It is rare that I find a story that speaks to an issue of which I so identify with. But that is exactly what I found in a story written by Karina Bland titled My So-Called Midlife, in the AZ Republic on Sunday May 1, 2011. In part, this is what she had to say about Insomnia.
“I have found myself lying wide-eyed in bed in the wee hours when everyone else is asleep. Well, not everyone. On Facebook at 3 a.m., I invariably find a female friend about my age who also is awake, sleepily checking her Farmville crops or half-heartly taking the What Famous Literary Charter Are You? quiz, and she’ll be up for a chat. It’s almost 4:30 a.m. and there’s no point in going back to bed. So I read on the Internet that about 59 percent of women ages 35-55 won’t get much sleep during perimenopause, the 4-8 year period leading up to menopause. Researchers say this group of women is more likely to experience insomnia than any other. I say we should all meet for pancakes and coffee.

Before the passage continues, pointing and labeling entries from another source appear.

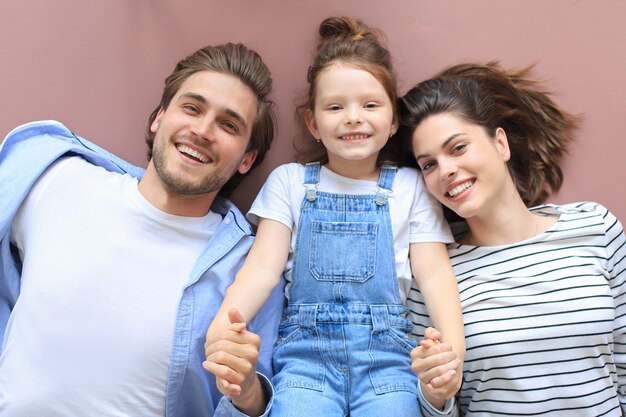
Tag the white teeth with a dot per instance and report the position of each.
(187, 150)
(460, 188)
(354, 137)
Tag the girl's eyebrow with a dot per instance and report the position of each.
(443, 145)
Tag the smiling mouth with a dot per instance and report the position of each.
(184, 149)
(460, 188)
(355, 136)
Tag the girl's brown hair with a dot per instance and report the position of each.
(348, 41)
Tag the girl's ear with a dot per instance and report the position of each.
(394, 126)
(502, 144)
(309, 119)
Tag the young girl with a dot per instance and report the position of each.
(542, 289)
(342, 229)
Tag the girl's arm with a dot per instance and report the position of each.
(252, 287)
(435, 278)
(257, 277)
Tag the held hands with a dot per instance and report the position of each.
(438, 368)
(231, 356)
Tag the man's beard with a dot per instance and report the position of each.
(212, 182)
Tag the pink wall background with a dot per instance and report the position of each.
(98, 66)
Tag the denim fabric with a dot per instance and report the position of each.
(191, 391)
(343, 346)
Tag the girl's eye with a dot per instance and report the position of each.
(190, 108)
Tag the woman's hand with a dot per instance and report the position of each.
(438, 368)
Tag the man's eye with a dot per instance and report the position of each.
(230, 126)
(427, 165)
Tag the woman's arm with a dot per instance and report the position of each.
(435, 278)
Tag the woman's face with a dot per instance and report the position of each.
(463, 166)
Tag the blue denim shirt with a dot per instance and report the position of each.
(26, 153)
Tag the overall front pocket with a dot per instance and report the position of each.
(343, 251)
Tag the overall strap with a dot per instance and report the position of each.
(311, 180)
(385, 183)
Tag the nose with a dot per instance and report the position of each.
(447, 169)
(353, 116)
(203, 127)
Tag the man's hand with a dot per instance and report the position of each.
(438, 368)
(232, 358)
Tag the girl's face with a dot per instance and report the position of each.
(353, 117)
(463, 167)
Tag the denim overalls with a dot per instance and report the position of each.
(342, 346)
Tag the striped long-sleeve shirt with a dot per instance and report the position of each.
(545, 319)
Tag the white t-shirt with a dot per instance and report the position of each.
(415, 215)
(103, 272)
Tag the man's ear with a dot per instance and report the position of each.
(246, 162)
(502, 144)
(309, 119)
(154, 126)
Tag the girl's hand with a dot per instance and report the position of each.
(232, 357)
(438, 368)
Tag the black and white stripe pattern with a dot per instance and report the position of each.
(544, 319)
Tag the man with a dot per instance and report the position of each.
(110, 276)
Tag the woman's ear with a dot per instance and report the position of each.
(309, 119)
(502, 144)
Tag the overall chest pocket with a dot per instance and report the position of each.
(343, 251)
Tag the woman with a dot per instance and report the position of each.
(542, 289)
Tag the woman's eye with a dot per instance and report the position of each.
(427, 165)
(459, 148)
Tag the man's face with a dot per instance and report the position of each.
(201, 138)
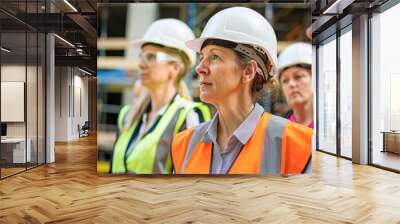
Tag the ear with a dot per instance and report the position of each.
(249, 72)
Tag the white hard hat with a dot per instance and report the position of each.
(294, 54)
(242, 26)
(170, 33)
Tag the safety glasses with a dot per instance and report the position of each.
(157, 57)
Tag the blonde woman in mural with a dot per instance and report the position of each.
(146, 129)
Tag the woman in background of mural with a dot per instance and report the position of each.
(296, 82)
(146, 128)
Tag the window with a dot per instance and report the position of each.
(327, 96)
(346, 93)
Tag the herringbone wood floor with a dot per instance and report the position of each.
(70, 191)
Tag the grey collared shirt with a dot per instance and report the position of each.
(222, 160)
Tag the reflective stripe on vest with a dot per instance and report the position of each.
(277, 146)
(151, 154)
(121, 116)
(205, 111)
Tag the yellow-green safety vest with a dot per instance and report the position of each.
(152, 154)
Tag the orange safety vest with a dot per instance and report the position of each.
(277, 146)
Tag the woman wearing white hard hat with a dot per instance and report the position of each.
(146, 129)
(296, 82)
(238, 58)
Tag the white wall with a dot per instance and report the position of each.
(71, 87)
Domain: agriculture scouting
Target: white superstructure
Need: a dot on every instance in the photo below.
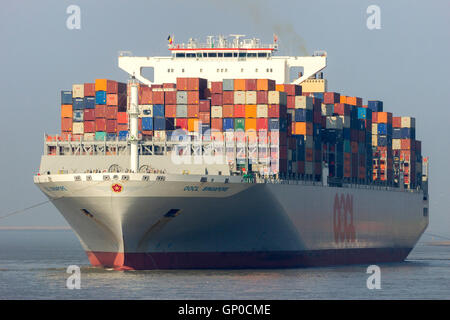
(219, 59)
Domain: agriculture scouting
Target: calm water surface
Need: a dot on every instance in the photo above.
(33, 266)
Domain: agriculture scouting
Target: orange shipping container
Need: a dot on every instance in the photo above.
(66, 111)
(265, 85)
(304, 128)
(251, 111)
(239, 84)
(101, 84)
(250, 124)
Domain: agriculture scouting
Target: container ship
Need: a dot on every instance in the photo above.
(233, 157)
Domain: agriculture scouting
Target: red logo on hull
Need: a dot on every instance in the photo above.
(344, 229)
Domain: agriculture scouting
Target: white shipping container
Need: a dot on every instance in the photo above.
(239, 97)
(327, 109)
(89, 137)
(78, 91)
(303, 102)
(334, 122)
(277, 97)
(78, 128)
(408, 122)
(216, 111)
(396, 144)
(145, 110)
(250, 97)
(262, 111)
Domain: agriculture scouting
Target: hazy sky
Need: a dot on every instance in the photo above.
(405, 64)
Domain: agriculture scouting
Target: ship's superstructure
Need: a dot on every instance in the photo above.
(271, 192)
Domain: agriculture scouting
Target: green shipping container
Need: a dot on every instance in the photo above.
(239, 124)
(100, 136)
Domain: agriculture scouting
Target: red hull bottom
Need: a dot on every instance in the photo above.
(244, 260)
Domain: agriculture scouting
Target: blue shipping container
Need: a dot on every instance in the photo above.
(78, 115)
(123, 135)
(89, 102)
(66, 97)
(100, 97)
(78, 103)
(147, 124)
(228, 124)
(375, 105)
(158, 111)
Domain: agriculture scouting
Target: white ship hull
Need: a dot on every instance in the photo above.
(184, 223)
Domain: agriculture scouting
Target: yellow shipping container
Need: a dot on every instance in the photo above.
(250, 111)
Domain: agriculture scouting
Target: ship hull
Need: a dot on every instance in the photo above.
(189, 225)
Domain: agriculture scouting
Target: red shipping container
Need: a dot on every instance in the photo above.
(158, 97)
(112, 99)
(216, 99)
(205, 106)
(169, 86)
(239, 111)
(89, 89)
(205, 117)
(196, 84)
(111, 112)
(262, 97)
(293, 89)
(331, 97)
(250, 84)
(145, 95)
(111, 126)
(170, 97)
(182, 84)
(193, 110)
(89, 126)
(66, 124)
(89, 115)
(193, 97)
(100, 124)
(290, 102)
(122, 118)
(228, 97)
(100, 111)
(171, 110)
(262, 124)
(216, 87)
(181, 123)
(216, 124)
(227, 110)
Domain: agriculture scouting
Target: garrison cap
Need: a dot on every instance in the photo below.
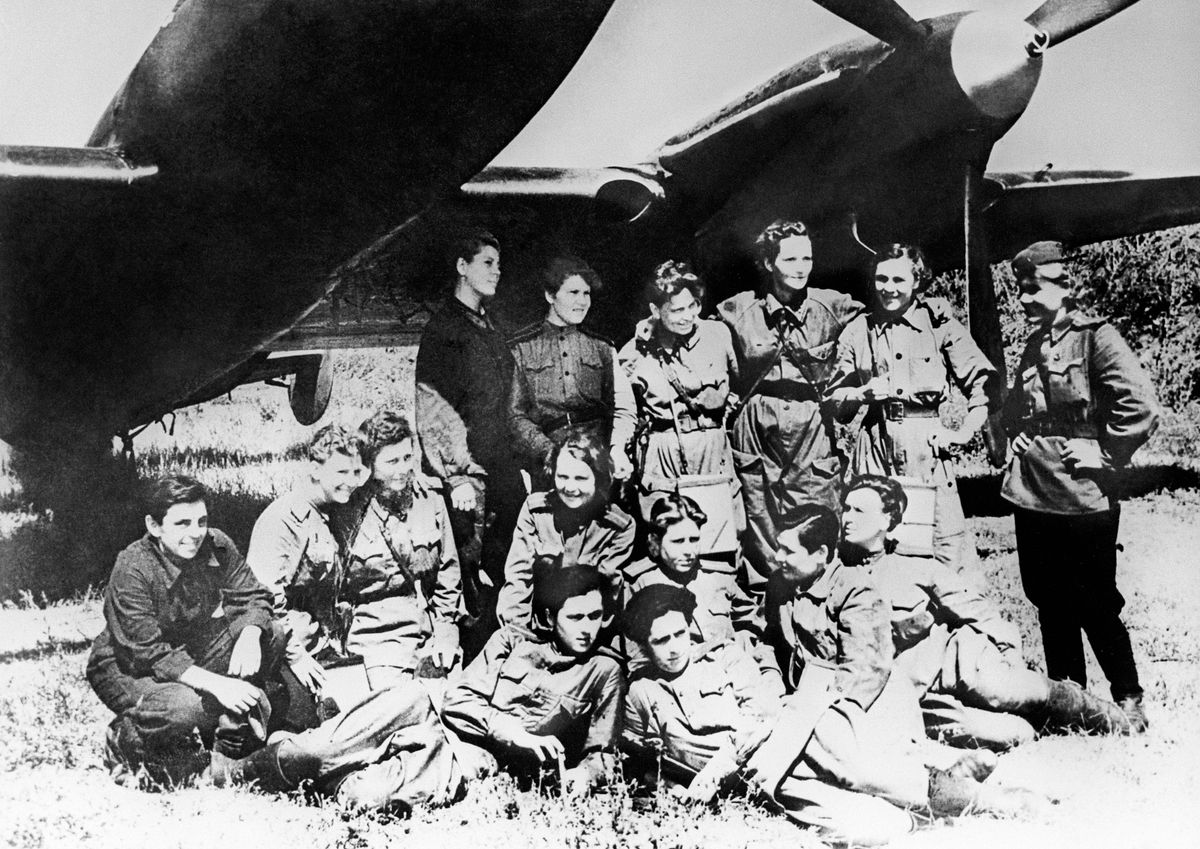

I don’t have trouble falling asleep. Most nights, I can barely keep my eyes open to read in bed for even 10 minutes before I drift off. But a few hours later, I’m awake. Wide awake! Oh, and I have to pee. So I grope my way to the bathroom with my eyes closed, stumbling over flip-flops on the floor, leaving the light off in hopes of convincing my brain that we’re really NOT ready to get up. But as soon as I climb back in bed, my mind is swirling with things that didn’t get crossed off my to-do list. I look at the glowing red numbers on the alarm clock. It’s 3:12 a.m. Groan. I flop onto my back, close my eyes, willing my arms and legs to be still and sink into the mattress. 3:39, 3:40, 3:41! And then my foot cramps, pulling me up off the pillow, and I throw off the covers and stand pressing my gnarled toes against the cool tile to uncurl them, 3:45, and I’m up! Other nights it’s hot flashes that drive me out of bed, overheated and sweating, and then back under the covers, damp and chilly. My mantra used to be, I’ll sleep when I’m dead, because there were too many fun things to do and places to go. But now, I FEEL dead, and I’m beginning to look it, with my skin taking on a strange pallor in the glow of the refrigerator and dark circles appearing under my eyes. It’s not age giving me these bags; it’s a lack of sleep. I’m going to bed earlier, skipping the 10 p.m. news. But I’m still waking up at odd hours, so rather than lie there and worry, or get frustrated, I’ve started embracing these empty hours.”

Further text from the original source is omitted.